Family is where children and youth should feel safe and loved. We expect family members to show respect for each other, like we expect it from all other people we meet. You have the right to express opinions and all other members have the same right, including your parents. When parents’ opinions are in disagreement, they still have the right to express them, of course, showing respect for others.
However, in some families it happens that one/both parents do not show respect for others. Instead of respect, the parent hurts, controls, intimidates, breaks things around the home or hits the other parent. Such behaviour is violent, and when it happens in the family, it is domestic violence.

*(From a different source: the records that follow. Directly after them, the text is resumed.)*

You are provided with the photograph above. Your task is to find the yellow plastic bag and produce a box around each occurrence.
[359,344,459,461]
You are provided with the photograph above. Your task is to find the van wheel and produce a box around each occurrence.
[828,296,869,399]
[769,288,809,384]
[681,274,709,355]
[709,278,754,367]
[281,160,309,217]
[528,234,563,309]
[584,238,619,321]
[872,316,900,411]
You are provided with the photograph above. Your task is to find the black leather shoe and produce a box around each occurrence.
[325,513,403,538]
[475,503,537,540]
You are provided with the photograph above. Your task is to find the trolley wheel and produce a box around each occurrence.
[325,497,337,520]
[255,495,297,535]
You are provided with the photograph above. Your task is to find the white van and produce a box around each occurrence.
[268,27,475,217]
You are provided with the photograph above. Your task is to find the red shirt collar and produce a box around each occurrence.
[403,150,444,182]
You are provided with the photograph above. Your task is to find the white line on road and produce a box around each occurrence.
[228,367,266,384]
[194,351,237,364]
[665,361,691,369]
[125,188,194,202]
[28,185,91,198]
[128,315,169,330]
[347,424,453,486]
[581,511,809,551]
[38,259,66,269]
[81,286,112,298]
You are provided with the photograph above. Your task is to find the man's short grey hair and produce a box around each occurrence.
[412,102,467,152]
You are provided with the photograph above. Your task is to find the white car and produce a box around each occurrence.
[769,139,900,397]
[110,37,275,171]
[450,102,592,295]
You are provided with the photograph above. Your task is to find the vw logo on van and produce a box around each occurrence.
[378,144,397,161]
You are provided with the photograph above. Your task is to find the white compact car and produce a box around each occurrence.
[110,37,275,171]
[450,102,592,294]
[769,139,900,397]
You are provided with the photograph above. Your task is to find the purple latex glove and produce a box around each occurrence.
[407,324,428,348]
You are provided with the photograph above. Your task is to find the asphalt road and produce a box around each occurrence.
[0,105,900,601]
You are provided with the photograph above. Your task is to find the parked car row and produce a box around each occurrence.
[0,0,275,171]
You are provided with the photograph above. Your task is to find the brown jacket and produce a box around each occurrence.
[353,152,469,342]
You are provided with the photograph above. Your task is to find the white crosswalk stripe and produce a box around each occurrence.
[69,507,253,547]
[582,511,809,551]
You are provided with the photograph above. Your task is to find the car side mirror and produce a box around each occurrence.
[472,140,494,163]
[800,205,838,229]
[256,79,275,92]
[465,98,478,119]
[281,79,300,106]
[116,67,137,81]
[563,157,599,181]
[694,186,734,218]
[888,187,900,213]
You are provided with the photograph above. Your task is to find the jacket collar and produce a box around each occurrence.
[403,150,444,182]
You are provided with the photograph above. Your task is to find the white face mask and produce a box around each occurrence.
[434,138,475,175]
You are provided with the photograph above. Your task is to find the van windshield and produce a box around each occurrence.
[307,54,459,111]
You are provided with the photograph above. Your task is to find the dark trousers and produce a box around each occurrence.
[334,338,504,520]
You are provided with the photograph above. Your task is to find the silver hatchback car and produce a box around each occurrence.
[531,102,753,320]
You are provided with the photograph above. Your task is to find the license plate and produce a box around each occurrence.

Forms of domestic violence
Many adults, and children, too, believe that violence is only when someone hits you, but other forms of violence also hurt. Domestic violence includes:
– verbal abuse, threats, intimidating, blackmailing,
– constant control of money,
– denying the other the right to work,
– interfering with contacts with other family members and
– sexual maltreatment.
If a child or a young person sees and hears violent behaviours in the family, notices injuries inflicted on the parent, or if s/he attempts to protect one of the parents, s/he experiences difficult and intimidating event hart to cope with on his/her own. Although sometimes the parent is not violent towards the child directly, life in the family where we can see violence among those we live with can be equally difficult as if we experience violence.
If you watch violence among parents, it is violence towards you, too!
If your friend lives with violent parent/s, it is the violence against him/her, too.
Some children who live in violent families openly speak about their feelings. So we can hear them saying that:
– they are nervous all the time
– they feel guilty
– they are sad
– they are angry
– they feel uneasy to tell someone
– they cannot sleep, learn
– they are unwilling to socialise with friends
– they often suffer from stomachache, headache
– they are scared
These are all expected reactions to difficult events which they experience and are not responsible for.
What can you do?
Every child has the right to grow at a safe and happy place. What you can do so that your or your friend’s home becomes a safe place:
– give a ring to the help-line for abused or neglected children or some other help-line, or a counselling center
– talk to an adult you trust, e.g. your teacher or a family member
– talk to your physician or a professional assistant at school…
We know it is not always easy to break the silence, but nobody in the family can get help if the violence is not stopped.